Friday, October 3, 2014

Window on Eurasia: Like Lenin, Putin Wants to Re-Impose ‘an Unhappy Past’ on Russia, Portnikov Says


Paul Goble

 

            Staunton, October 3 – H.G. Wells like many Westerners misunderstood Lenin: He and they thought he was either a dreamer or an idiot but remained convinced that he wanted to build a new future for Russia.  And in a similar way, many Westerners today are misunderstanding Putin and think he is all about building a new future for the same country.

 

            But such people are wrong, Vitaly Portnikov argues. Putin has just about as much interest in the future as Lenin did:  Like the founder of the Soviet state, the current Kremlin leader is like Lenin entirely in the past.  Lenin promoted “the rebirth of feudalism under the mask socialism,” and Putin “sees his bright future in the rebirth of socialism camouflaged under state capitalism” (grani.ru/opinion/portnikov/m.233624.html).

 

            Lenin, he says, “returned to the country the serfdom that Alexander II had abolished, driving peasants into collective farms and taking away their passports, attaching workers to enterprises, introducing residence permits, closing the borders, reviving the oprichniki in the form of the KGB, and ruling without any elections, like boyars and the little father tsar.”

 

            Putin is now behaving in much the same way. After all, who would host a forum with the “bold name ‘Russia is Calling’” when not only foreign but even domestic money is flowing like a river” out of the country?

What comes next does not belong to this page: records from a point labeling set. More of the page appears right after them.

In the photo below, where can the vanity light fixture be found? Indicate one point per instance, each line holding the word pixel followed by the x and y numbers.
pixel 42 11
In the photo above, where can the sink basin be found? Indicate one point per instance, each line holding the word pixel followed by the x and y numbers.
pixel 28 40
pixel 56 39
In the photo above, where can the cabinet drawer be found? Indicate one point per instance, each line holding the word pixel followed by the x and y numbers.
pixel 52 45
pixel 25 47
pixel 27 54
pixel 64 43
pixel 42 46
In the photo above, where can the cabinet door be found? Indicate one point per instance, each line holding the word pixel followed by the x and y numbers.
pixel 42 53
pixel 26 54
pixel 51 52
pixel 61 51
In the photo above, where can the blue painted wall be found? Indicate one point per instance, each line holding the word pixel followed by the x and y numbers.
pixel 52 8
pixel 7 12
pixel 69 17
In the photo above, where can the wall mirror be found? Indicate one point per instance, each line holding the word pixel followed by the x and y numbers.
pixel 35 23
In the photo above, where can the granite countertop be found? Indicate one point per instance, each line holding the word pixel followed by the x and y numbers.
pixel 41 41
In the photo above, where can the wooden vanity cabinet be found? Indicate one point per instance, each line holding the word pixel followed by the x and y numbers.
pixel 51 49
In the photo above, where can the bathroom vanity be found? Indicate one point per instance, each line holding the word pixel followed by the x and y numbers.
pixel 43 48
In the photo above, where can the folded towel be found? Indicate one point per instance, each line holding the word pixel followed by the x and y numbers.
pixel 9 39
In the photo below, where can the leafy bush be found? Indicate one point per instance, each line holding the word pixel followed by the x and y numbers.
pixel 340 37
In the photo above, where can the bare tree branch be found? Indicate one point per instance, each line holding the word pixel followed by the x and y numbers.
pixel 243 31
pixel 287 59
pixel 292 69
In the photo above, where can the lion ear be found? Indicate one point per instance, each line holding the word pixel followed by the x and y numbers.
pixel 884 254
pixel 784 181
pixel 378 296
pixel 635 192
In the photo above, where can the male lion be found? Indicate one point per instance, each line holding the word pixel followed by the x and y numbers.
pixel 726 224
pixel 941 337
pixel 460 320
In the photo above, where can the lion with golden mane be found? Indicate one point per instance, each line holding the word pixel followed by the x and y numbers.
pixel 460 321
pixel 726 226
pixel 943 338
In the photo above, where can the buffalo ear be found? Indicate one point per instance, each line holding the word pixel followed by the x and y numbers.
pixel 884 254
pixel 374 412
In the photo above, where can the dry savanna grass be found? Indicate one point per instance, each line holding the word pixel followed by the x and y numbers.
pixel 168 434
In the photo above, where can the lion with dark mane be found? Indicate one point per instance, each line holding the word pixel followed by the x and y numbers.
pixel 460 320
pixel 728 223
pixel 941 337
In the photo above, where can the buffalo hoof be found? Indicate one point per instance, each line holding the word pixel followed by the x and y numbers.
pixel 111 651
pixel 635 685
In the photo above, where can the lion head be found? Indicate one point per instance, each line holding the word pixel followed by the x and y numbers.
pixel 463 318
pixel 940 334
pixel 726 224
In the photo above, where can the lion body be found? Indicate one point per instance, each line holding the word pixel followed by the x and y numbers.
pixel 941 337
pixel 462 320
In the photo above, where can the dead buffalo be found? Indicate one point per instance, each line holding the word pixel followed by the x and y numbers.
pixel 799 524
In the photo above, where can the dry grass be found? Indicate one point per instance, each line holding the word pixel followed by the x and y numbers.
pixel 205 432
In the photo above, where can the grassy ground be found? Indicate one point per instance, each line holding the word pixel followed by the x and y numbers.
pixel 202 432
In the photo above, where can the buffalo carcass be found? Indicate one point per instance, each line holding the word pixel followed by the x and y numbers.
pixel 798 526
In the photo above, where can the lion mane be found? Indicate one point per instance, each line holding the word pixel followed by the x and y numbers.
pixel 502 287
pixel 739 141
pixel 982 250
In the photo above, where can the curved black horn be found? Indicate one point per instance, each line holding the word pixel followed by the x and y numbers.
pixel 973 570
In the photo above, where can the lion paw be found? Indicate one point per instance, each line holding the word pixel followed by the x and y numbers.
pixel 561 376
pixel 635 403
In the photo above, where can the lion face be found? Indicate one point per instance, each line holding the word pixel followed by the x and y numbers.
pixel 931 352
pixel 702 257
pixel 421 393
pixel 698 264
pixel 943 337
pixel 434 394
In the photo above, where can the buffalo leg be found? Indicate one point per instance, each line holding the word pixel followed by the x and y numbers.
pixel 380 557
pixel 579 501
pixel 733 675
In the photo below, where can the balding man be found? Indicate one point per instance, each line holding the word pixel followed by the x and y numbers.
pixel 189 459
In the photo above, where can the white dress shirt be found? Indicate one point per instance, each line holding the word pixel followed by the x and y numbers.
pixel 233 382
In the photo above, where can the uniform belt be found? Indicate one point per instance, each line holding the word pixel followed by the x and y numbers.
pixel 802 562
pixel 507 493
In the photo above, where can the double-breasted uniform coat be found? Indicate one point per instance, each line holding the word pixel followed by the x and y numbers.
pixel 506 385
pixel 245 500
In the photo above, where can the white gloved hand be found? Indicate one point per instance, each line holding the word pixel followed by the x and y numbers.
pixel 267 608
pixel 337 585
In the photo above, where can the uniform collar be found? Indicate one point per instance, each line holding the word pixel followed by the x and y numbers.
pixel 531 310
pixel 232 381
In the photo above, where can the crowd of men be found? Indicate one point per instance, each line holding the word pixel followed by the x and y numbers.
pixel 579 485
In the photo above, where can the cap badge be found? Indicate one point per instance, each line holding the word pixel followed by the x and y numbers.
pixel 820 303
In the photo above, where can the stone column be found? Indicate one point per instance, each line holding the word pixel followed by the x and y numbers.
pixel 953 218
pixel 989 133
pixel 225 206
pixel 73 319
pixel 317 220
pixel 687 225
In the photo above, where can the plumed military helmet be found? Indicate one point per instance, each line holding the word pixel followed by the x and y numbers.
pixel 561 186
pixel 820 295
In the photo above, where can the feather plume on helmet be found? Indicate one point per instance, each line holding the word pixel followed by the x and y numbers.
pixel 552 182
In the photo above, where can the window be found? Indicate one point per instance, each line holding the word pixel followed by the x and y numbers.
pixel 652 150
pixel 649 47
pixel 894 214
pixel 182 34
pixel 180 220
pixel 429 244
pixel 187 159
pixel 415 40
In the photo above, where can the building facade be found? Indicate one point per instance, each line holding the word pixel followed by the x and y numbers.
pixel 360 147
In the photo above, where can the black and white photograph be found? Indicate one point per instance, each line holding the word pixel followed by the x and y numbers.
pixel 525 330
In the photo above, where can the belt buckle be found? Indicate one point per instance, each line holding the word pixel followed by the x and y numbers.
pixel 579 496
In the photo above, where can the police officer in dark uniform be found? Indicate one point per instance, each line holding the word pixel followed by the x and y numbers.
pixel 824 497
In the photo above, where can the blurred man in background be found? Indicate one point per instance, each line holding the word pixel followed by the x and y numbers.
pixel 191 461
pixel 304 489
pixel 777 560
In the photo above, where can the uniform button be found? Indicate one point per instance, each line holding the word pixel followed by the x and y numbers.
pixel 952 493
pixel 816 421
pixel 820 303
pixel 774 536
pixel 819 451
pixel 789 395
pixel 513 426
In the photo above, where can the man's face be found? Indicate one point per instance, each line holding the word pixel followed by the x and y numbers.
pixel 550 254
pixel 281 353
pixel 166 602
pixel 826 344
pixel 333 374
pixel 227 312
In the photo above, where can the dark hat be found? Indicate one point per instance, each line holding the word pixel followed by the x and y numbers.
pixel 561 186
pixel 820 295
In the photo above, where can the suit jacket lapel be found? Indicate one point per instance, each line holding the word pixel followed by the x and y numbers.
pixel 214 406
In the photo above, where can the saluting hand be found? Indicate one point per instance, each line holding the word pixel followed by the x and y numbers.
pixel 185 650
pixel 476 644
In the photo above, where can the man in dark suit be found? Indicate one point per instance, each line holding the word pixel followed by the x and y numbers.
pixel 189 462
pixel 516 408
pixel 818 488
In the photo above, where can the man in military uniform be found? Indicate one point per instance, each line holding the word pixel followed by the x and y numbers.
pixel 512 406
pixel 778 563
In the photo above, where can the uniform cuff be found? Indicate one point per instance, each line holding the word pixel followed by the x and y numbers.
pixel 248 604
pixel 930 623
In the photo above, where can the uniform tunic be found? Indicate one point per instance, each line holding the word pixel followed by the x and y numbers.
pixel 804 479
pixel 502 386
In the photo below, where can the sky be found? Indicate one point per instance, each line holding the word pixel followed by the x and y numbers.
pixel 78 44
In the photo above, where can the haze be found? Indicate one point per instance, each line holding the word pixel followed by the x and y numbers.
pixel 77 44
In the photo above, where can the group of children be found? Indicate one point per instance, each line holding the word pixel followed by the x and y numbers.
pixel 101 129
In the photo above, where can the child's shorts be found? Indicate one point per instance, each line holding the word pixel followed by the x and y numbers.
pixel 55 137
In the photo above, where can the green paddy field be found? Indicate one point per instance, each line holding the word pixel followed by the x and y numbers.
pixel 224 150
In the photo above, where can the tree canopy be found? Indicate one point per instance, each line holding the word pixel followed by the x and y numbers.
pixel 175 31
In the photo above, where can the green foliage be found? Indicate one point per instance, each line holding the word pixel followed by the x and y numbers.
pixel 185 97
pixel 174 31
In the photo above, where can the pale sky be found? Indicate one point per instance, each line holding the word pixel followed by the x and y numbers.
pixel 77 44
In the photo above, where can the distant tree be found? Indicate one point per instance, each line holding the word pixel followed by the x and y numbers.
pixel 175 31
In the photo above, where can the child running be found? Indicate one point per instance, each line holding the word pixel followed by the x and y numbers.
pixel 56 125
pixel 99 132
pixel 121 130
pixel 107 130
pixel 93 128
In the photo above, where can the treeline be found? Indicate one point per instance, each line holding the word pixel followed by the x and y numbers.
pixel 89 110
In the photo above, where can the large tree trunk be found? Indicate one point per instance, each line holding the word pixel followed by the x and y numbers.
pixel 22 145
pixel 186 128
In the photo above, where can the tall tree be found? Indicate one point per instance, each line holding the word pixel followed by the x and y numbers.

Who would dismiss Western sanctions as meaningless when they are obvious hurting? And who would offer Russian citizenship for investments “when Russian businessmen are searching the world for ‘safe harbors’ and foreign passports?”

           

            Lenin re-imposed feudalism on a country “which had not quite forgotten about serfdom,” Portnikov says. Now, “Putin is imposing socialism of a chekist variant in a country which still hasn’t cured itself from the Soviet disease.” The only thing that distinguishes “one Kremlin dream from the other” is what we have learned from the Soviet experience.

 

            “It is simply impossible to feed a country like Russia out of a single office,” the commentator continues. “Without a genuine, uncorrupt and a market not operating under orders, Russia will die.”

 

            Putin and his entourage have been able to hide what they are doing and how they are contributing to the future death of Russia because of the rents they are receiving from high oil prices, but that has been an accident of fate rather than a product of their own work. And like any such “accidental good fortune,” it will “sooner or later end.”